Решить проблему паспорта мне, по иронии судьбы, удалось благодаря конфликту между СССР и польским эмиграционным правительством. В связи с обнаружением немцами в Катыни, под Смоленском, захоронения нескольких тысяч расстрелянных польских офицеров и позицией советских властей, не признававших, что это дело рук НКВД, и утверждавших, что пленных офицеров казнили немцы, правительство генерала Сикорского в 1943 году прервало отношения с СССР. В результате в стране позакрывались все представительства этого правительства, а бывшим польским гражданам было велено обменять временные удостоверения на обычные советские паспорта. Тех, кто отказывался это сделать, а таких было большинство, потому что люди опасались лишиться таким образом возможности возвращения в Польшу после войны, арестовывали, судили и приговаривали к двум годам лишения свободы по статье 192 тогдашнего Уголовного кодекса — «за нарушение паспортного режима». Милиционеры ходили по домам и тех, у кого еще не было советских паспортов, увозили в тюрьму.
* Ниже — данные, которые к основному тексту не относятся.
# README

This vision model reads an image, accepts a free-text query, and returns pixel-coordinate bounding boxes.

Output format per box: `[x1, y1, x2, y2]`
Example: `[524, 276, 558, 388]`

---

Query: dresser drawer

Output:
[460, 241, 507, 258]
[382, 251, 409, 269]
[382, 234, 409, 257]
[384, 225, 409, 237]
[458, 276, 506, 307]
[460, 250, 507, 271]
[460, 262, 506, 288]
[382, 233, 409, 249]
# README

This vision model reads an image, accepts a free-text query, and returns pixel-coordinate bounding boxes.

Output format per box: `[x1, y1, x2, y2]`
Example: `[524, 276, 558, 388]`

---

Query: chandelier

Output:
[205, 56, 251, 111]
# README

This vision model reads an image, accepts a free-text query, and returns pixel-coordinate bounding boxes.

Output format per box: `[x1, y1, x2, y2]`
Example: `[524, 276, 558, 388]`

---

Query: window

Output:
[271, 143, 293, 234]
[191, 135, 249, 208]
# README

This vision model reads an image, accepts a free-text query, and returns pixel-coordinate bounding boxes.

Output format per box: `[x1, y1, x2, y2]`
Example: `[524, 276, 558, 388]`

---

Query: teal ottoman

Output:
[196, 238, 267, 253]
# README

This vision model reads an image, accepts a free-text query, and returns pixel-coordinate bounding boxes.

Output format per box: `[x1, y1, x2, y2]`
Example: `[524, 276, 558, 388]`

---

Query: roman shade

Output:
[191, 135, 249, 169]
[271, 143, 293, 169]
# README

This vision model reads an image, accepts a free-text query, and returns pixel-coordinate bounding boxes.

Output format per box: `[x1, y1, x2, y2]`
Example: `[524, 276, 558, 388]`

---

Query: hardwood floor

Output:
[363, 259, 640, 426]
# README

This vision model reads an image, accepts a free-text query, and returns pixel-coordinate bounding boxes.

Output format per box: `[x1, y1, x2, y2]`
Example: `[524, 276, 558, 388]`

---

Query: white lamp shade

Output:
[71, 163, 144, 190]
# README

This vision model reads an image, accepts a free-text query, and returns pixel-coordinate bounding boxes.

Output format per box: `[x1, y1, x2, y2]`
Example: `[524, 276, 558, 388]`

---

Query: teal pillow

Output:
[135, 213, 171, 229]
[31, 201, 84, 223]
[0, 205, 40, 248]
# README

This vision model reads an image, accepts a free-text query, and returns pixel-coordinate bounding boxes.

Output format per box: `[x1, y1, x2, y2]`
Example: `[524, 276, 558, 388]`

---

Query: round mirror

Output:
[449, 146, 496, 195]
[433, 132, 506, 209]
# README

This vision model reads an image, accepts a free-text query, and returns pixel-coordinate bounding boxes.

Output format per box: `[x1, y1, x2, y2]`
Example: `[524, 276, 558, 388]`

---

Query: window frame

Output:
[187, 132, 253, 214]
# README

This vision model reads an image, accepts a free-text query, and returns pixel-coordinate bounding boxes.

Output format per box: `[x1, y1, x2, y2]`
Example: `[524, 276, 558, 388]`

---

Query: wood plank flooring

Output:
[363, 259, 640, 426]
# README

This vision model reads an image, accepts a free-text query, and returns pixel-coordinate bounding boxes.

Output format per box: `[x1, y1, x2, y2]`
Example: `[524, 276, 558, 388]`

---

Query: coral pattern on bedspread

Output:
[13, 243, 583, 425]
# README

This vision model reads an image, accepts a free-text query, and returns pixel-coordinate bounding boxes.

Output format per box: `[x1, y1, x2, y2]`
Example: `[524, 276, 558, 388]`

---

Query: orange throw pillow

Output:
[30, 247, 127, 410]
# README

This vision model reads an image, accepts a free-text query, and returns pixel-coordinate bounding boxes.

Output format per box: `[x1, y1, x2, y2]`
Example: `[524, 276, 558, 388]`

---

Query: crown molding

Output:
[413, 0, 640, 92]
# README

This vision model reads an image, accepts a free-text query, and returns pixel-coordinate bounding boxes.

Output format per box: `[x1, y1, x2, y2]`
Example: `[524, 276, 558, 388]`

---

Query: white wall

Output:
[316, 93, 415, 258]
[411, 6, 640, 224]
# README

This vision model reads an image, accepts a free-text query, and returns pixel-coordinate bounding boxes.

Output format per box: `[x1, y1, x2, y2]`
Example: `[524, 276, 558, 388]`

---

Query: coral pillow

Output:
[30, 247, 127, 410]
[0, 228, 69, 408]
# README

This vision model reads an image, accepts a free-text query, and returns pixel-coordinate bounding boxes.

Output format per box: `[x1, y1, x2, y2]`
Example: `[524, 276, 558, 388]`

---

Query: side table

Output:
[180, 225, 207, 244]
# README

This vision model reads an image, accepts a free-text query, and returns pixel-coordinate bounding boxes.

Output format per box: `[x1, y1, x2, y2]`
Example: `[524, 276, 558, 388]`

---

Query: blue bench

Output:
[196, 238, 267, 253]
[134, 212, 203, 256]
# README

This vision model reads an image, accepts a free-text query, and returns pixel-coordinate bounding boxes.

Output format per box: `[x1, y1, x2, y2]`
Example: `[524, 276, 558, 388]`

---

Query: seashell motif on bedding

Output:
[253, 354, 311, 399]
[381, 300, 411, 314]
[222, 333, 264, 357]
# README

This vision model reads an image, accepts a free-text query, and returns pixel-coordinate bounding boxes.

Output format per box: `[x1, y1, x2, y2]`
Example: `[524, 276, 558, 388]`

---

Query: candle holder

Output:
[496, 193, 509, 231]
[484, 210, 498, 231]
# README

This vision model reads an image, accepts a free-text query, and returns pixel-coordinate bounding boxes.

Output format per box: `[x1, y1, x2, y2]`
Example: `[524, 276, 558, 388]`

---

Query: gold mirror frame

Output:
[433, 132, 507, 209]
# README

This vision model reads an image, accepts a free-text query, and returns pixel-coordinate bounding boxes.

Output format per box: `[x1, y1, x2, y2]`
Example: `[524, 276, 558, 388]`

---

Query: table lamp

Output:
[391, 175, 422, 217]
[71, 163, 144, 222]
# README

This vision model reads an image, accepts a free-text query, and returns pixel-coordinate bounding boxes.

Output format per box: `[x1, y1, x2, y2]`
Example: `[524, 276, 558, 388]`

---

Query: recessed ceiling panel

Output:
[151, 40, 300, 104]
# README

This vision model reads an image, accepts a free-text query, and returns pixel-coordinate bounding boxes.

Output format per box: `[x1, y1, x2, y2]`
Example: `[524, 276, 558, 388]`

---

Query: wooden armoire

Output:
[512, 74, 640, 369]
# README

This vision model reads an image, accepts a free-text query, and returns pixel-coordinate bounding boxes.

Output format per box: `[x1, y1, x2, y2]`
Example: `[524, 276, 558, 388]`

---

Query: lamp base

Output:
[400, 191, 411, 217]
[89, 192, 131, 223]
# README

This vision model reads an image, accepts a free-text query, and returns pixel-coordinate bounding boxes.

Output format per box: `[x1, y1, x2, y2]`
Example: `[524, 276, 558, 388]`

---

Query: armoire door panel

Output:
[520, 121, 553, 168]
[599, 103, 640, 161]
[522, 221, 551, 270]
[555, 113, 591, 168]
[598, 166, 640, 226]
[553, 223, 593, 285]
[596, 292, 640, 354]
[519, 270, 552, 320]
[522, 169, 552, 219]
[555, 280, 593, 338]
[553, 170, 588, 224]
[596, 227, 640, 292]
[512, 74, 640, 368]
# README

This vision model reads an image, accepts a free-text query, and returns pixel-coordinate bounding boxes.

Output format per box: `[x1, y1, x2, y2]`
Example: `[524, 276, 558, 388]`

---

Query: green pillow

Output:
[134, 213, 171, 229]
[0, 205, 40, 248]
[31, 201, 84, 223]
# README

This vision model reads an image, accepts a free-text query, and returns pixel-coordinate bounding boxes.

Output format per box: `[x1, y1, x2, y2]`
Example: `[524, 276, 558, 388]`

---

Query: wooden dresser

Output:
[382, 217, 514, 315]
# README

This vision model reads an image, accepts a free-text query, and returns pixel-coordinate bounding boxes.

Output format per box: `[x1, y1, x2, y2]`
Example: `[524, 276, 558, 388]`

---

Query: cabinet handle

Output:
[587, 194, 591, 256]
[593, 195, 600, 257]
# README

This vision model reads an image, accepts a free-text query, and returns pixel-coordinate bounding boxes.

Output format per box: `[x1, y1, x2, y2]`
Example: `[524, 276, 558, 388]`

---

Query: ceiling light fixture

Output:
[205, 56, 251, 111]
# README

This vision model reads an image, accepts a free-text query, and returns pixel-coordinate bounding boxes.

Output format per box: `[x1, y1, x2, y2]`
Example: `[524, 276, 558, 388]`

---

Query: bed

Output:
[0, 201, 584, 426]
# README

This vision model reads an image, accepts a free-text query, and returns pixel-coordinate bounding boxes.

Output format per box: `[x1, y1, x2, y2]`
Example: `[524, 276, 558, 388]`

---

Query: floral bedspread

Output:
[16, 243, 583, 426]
Мама тоже слышать не хотела об обмене своего документа, и мы с ней решили, что поскольку мне все равно терять нечего, то я пойду в тюрьму вместе с ней. Так мы и сделали. Когда пришла милиция с проверкой, никто у нас старые документы не спрашивал, а новых не было ни у меня, ни у нее. И нас забрали. В тюрьме нас разлучили и поместили в разных камерах. Да, я забыла отметить, что была в то время в очередной раз без работы и Гуров явно не знал, что со мной в эти недели происходит. А происходило, и не только со мной, нечто совершенно невероятное. Оказалось, что власти, очевидно, не желая раздражать союзные правительства, были заинтересованы в том, чтобы бывшие польские граждане не сидели по тюрьмам и лагерям, а соглашались брать новые паспорта. И вот через пару недель в тюрьме появился бывший глава польского представительства. Он расположился в канцелярии, к нему по очереди приводили заключенных, и он их уговаривал не ломать себе жизнь и менять паспорта. Заверяя при этом, что такой шаг никак не повлияет на послевоенную репатриацию. И люди один за другим соглашались. В итоге со всего Бийска в тюрьме остались вроде бы всего две непреклонных семьи — одна польская и одна еврейская. Остальные поддались на уговоры. Когда один из членов семьи давал согласие, к нему приводили в канцелярию родственников из других камер, и он уже их убеждал сам. Так и меня вызвали для беседы с мамой, и мы обе подписали заявления о выдаче нам новых паспортов.